Recinto ferial de Madrid, pabellón 14. Parada de taxis de la «Cibeles Fashion Week». Delante de mi taxi caminan cuerpos cuyas caderas parecen crear tsunamis en el aire, olas invisibles que impactan directamente en mis retinas. Tacones imposibles, piernas de mármol pulido y vestidos cuyos límites apenas invitan a la imaginación inundan la zona de taxis en una suerte de zoo robótico. Hoy se llevan los rostros aniñados (labios carnosos pero vírgenes, pómulos rosados, miradas limpias), insertados en cuerpos de mujer; subproductos que venden esa estrecha línea entre el deseo y el sentimiento de culpa. Son la imagen de firmas de ropa, de perfumes, de barritas energéticas, de frigoríficos, lo cual implica que no estarás comprando el producto en cuestión, sino el estilo de vida que sugiere la chica que lo anuncia. Porque ese anuncio de perfume impacta de lleno en el inconsciente y te invita a jugar al Humbert Humbert de Nabokov. Son flashes imposibles de controlar: Traviesa, divertida, natural. Los hombres sienten culpa por la edad que aparentan esos rostros, pero a su vez encuentran cierto alivio legal en sus cuerpos de mujer bien definidos. O en otras palabras: Bienvenidos al lucrativo mundo de la contradicción somática. Comprarás, sin saber por qué, ese mismo perfume para tu mujer y el nuevo olor evocará en ti nuevos placeres ocultos. Secretos.

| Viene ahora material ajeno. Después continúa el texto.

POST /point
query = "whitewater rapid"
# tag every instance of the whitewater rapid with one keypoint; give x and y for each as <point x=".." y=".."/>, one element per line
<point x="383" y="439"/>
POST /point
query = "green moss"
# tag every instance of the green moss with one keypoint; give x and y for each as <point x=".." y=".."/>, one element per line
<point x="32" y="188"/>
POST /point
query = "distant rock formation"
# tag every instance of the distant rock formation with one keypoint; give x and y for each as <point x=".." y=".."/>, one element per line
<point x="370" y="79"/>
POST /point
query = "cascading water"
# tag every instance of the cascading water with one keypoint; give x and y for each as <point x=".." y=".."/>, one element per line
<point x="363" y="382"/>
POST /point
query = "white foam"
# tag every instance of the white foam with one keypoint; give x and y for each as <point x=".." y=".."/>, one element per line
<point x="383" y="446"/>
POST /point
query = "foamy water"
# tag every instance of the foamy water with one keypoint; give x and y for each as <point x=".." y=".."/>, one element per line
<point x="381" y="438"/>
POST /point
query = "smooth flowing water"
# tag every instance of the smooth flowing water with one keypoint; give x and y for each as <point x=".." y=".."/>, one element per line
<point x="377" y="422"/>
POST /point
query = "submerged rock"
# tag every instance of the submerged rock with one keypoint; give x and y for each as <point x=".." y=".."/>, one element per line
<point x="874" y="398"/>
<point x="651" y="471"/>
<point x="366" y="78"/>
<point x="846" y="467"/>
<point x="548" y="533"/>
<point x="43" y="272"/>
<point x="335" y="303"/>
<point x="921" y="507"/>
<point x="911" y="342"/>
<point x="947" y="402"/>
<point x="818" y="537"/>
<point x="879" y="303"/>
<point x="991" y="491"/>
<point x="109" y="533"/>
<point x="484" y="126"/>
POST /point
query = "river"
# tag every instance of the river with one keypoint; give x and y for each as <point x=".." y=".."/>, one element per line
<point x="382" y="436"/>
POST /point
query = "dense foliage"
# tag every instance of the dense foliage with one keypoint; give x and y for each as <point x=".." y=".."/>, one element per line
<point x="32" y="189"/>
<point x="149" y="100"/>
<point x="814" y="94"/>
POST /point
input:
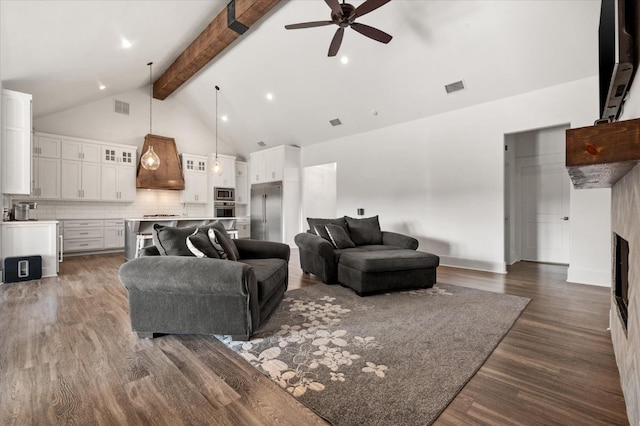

Una de esas modelos acabó montando en mi taxi para llevarla a un hotel del centro. La modelo no paró de hablar por teléfono durante todo el trayecto. Hablaba mucho, muy deprisa, como si tuviera demasiadas cosas que decir.
Y las tenía. Ya lo creo que las tenía. No te imaginas lo profunda que puede llegar a ser la superficie.